PAX投入の経緯について長島氏は、「システム開発のコンセプト段階では自社の業務改善が目的だった。だが、同業他社と話す中、デジタル化に向けた課題は共通だと分かった。業界全体の業務効率を高められる仕組みを提供することがプレゼンスの向上につながると判断した」と説明する。
オーダーメイドにもかかわらず荷主や輸送業者との情報共有が図れていない
梱包事業者は、フォワーダーと呼ばれる物流会社や製造元からの依頼を受け、機械やマテハン機器などの重量物や、美術品などの高額で壊れやすいものなどを海運コンテナを使って安全に運べるよう梱包するのが役割だ。
一般的な宅配向けの梱包では、規格化された段ボールなどを用いるのに対し、機械や美術品などは、それぞれに大きさや重さが異なるため、木材や合板、強化ダンボールなどを用いて専用の梱包材をオーダーメイドで作成する。「実物を見ながらサイズを測り、それに合う木箱を設計し、必要な木材を切り出して組み上げる。作業内容は製造業に近い」(長島氏)という(写真2)。

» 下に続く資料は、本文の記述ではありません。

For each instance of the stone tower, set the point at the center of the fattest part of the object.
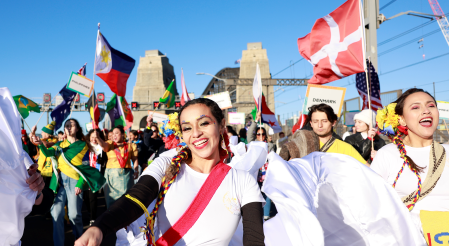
(250, 57)
(154, 75)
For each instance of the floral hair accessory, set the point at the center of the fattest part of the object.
(171, 130)
(388, 120)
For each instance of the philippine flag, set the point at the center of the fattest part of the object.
(112, 66)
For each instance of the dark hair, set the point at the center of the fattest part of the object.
(100, 134)
(399, 109)
(331, 116)
(242, 133)
(79, 134)
(231, 130)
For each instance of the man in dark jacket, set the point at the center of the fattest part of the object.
(361, 141)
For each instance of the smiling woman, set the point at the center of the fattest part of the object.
(197, 190)
(417, 166)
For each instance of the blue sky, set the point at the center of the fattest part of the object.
(43, 42)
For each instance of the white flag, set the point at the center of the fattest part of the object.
(257, 89)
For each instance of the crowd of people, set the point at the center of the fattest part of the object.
(184, 186)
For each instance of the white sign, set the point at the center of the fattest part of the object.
(89, 126)
(59, 100)
(222, 99)
(349, 117)
(80, 84)
(443, 109)
(330, 95)
(158, 117)
(235, 118)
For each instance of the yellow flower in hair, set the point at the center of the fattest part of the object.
(381, 117)
(391, 108)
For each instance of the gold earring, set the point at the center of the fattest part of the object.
(223, 144)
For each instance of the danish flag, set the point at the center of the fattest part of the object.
(335, 45)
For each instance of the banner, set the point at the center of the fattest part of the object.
(330, 95)
(158, 117)
(235, 118)
(435, 227)
(349, 117)
(222, 99)
(80, 84)
(443, 108)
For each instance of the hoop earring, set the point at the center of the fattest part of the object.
(223, 144)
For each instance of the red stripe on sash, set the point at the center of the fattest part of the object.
(196, 208)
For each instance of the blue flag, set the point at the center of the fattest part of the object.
(62, 111)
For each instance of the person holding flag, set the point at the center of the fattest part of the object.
(119, 171)
(169, 96)
(70, 177)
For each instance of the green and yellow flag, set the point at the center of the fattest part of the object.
(169, 96)
(25, 105)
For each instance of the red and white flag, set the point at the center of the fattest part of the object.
(257, 89)
(185, 96)
(335, 45)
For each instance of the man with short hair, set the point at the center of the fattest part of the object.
(322, 120)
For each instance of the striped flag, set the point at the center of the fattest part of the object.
(185, 95)
(376, 102)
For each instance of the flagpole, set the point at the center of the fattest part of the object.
(93, 79)
(362, 22)
(25, 123)
(44, 111)
(73, 104)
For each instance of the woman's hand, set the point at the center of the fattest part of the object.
(35, 181)
(373, 154)
(136, 171)
(92, 237)
(77, 191)
(258, 116)
(372, 133)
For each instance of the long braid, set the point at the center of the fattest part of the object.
(398, 141)
(176, 162)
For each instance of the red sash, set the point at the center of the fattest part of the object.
(196, 208)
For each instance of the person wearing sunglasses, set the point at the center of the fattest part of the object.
(256, 133)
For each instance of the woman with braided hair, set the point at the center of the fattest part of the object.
(199, 200)
(414, 164)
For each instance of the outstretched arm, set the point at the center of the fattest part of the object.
(122, 213)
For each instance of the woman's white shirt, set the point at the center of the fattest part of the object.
(388, 163)
(220, 218)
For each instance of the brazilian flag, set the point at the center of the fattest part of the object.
(169, 96)
(25, 105)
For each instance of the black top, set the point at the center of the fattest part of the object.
(124, 211)
(363, 146)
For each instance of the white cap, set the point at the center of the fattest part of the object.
(365, 116)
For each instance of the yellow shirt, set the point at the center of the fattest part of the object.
(341, 147)
(112, 157)
(44, 163)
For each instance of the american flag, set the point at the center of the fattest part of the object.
(376, 102)
(82, 70)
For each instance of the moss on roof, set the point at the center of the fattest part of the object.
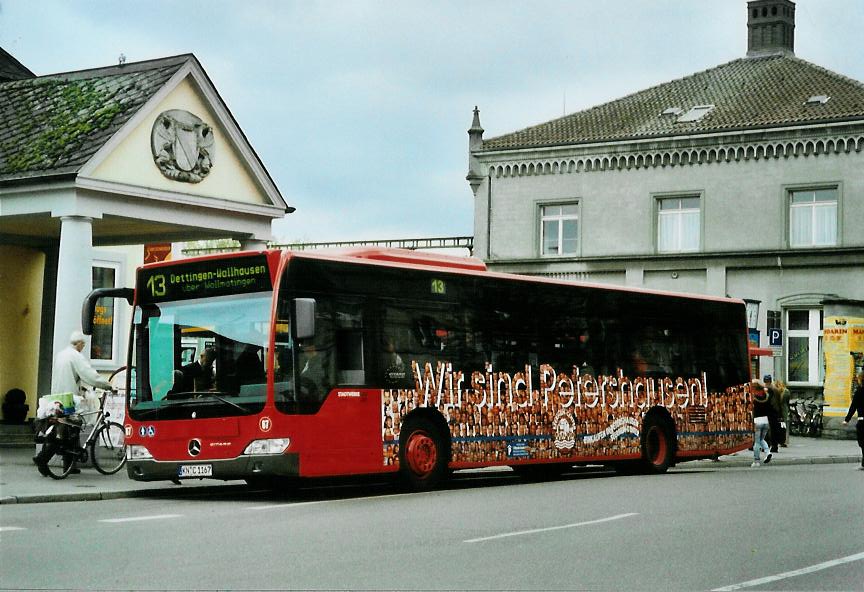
(54, 124)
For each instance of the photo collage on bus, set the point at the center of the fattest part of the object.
(496, 417)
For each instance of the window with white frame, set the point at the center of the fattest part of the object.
(559, 229)
(804, 356)
(678, 224)
(813, 217)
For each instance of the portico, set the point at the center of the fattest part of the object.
(93, 165)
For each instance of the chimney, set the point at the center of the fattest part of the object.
(475, 142)
(770, 28)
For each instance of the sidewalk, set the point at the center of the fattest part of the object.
(21, 483)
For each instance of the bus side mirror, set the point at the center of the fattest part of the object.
(89, 308)
(304, 318)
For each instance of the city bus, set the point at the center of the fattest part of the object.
(377, 361)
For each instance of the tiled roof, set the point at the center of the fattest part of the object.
(52, 125)
(749, 93)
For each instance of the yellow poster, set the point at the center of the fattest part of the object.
(840, 337)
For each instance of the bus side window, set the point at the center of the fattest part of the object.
(350, 354)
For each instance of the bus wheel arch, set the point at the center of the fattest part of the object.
(658, 441)
(424, 449)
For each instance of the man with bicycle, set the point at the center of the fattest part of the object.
(857, 406)
(71, 369)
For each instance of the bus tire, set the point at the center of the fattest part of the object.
(658, 450)
(422, 454)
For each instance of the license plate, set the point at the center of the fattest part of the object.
(195, 471)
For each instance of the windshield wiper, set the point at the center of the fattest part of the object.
(226, 401)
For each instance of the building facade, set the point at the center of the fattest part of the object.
(95, 164)
(742, 180)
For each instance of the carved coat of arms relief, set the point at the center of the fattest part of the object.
(182, 146)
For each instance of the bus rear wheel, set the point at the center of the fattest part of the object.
(658, 450)
(422, 454)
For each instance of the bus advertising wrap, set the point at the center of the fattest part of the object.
(496, 416)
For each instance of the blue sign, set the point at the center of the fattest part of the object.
(775, 337)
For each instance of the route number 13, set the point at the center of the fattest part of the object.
(156, 285)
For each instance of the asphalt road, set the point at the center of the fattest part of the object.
(686, 530)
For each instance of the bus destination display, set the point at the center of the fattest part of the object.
(202, 279)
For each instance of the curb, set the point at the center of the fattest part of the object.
(815, 460)
(191, 491)
(109, 495)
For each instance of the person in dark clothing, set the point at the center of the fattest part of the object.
(198, 375)
(762, 411)
(857, 406)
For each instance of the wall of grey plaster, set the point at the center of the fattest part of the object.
(744, 204)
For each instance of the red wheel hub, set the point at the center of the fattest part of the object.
(421, 453)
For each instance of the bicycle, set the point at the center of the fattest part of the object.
(805, 417)
(104, 445)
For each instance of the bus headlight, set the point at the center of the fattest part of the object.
(269, 446)
(135, 452)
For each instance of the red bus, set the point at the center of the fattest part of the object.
(276, 364)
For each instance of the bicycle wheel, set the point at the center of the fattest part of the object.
(58, 461)
(108, 448)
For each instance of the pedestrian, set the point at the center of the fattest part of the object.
(72, 368)
(762, 410)
(784, 411)
(774, 419)
(857, 406)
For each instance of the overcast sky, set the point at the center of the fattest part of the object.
(359, 109)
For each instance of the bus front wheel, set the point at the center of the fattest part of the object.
(658, 450)
(422, 454)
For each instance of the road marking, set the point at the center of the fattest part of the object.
(550, 528)
(347, 499)
(141, 518)
(793, 573)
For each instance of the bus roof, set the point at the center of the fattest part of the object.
(418, 260)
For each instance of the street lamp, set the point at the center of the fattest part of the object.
(752, 311)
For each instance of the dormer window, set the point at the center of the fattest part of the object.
(817, 100)
(696, 113)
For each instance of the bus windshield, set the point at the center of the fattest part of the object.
(202, 357)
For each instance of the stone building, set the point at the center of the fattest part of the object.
(94, 164)
(745, 179)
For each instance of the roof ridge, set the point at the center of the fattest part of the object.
(630, 95)
(749, 92)
(127, 68)
(825, 70)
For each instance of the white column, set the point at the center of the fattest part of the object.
(74, 276)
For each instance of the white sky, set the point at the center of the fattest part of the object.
(359, 109)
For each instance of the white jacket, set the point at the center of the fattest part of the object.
(71, 368)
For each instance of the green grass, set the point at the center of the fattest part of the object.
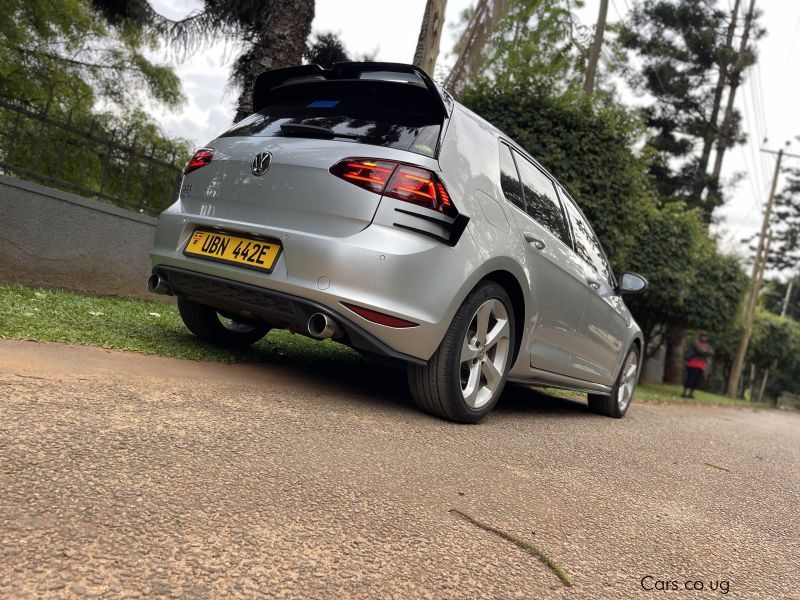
(662, 392)
(140, 326)
(155, 327)
(666, 393)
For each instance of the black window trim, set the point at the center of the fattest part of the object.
(516, 149)
(568, 198)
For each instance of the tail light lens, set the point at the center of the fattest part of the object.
(199, 159)
(396, 180)
(371, 175)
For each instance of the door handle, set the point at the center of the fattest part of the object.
(537, 243)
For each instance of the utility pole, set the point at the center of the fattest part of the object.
(757, 275)
(711, 129)
(784, 308)
(430, 34)
(597, 46)
(736, 76)
(787, 298)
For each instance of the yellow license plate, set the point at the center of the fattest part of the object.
(247, 252)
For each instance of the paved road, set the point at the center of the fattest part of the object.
(123, 476)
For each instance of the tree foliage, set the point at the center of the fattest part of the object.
(76, 86)
(68, 50)
(680, 46)
(272, 34)
(326, 50)
(588, 148)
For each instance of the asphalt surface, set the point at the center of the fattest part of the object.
(123, 475)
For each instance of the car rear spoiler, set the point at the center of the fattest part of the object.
(273, 79)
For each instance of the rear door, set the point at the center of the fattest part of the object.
(605, 319)
(557, 291)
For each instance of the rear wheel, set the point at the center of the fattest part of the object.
(616, 405)
(465, 377)
(207, 324)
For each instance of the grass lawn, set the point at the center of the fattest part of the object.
(156, 328)
(140, 326)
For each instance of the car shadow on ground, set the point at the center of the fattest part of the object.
(354, 375)
(518, 398)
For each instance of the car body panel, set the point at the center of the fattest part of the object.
(342, 244)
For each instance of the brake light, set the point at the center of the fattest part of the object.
(380, 318)
(397, 180)
(371, 175)
(199, 159)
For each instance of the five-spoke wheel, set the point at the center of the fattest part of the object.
(466, 375)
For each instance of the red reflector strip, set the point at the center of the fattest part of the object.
(199, 159)
(380, 318)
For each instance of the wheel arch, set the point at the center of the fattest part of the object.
(511, 285)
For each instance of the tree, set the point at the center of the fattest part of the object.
(326, 50)
(273, 33)
(775, 347)
(73, 84)
(785, 250)
(681, 50)
(587, 146)
(430, 33)
(67, 51)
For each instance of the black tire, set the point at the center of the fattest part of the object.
(611, 406)
(205, 323)
(437, 386)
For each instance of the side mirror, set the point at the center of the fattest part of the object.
(631, 283)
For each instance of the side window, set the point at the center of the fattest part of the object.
(586, 243)
(542, 202)
(509, 180)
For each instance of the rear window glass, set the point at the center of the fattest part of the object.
(541, 201)
(370, 112)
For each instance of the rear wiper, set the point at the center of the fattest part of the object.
(300, 130)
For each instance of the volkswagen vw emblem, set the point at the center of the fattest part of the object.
(261, 163)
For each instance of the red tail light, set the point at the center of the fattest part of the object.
(396, 180)
(199, 159)
(380, 318)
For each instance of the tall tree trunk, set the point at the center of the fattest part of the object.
(597, 46)
(724, 139)
(673, 363)
(711, 131)
(281, 42)
(429, 35)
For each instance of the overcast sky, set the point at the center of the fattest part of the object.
(768, 99)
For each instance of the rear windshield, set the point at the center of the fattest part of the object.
(380, 113)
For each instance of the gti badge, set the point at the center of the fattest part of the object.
(261, 163)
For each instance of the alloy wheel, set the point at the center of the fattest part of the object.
(484, 353)
(627, 381)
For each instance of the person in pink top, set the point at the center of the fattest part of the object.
(698, 361)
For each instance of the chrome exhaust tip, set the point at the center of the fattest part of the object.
(322, 327)
(157, 285)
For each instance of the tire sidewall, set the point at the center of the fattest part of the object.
(615, 393)
(458, 330)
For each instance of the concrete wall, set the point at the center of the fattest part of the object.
(52, 238)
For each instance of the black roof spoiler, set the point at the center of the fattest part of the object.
(377, 71)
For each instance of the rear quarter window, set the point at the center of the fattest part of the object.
(379, 113)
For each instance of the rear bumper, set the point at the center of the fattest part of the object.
(276, 308)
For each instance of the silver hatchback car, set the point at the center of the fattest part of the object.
(361, 203)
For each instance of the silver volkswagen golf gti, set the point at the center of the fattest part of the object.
(362, 204)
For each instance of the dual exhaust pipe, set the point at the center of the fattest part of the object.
(157, 284)
(320, 326)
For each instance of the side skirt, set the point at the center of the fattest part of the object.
(541, 378)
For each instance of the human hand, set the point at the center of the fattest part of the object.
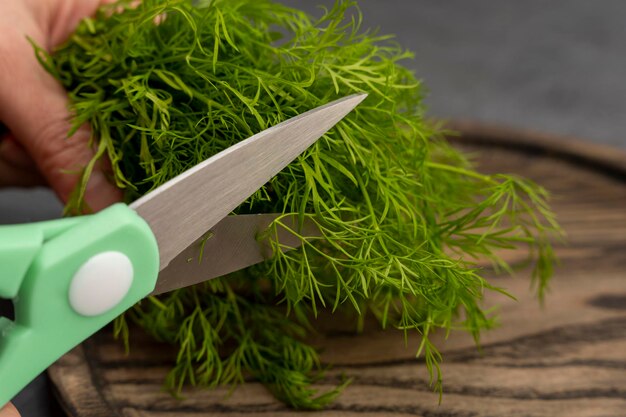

荷主と運送をつなぐ中間業者としての課題を長島氏は、「モノが届いてから梱包し、運び出すまでの業務プロセスにおいて情報不足に陥っていることだ」と指摘する。「コンテナの出港に間に合わせるために梱包会社がスケジュールの調整弁になっており変更が多い。にもかかわらず物流会社からは、なかなか荷物の情報が届かず、実物が届くまで何を梱包するのかすら分からないこともある」(同)
加えて、「料金の見積もり時に梱包材となる木材の単価を加味して計算しなければならないなど特殊な要件が少なくない」(長島氏)。そのため、「スケジュール管理や案件管理など、梱包業界以外では当たり前に利用されているシステムが導入されていないのが実状だ」(同)という。
創業98年を迎える長島梱包自身は、「10年ほど前から業務のデジタル化に取り組み、一定の成果を出してはきた」(長島氏)。だが、上述したような梱包現場を対象にしたデジタル化では「業界標準になり得る製品/サービスは見当たらず、自分たちで作ると決断した」(同)。それが3年前のことである。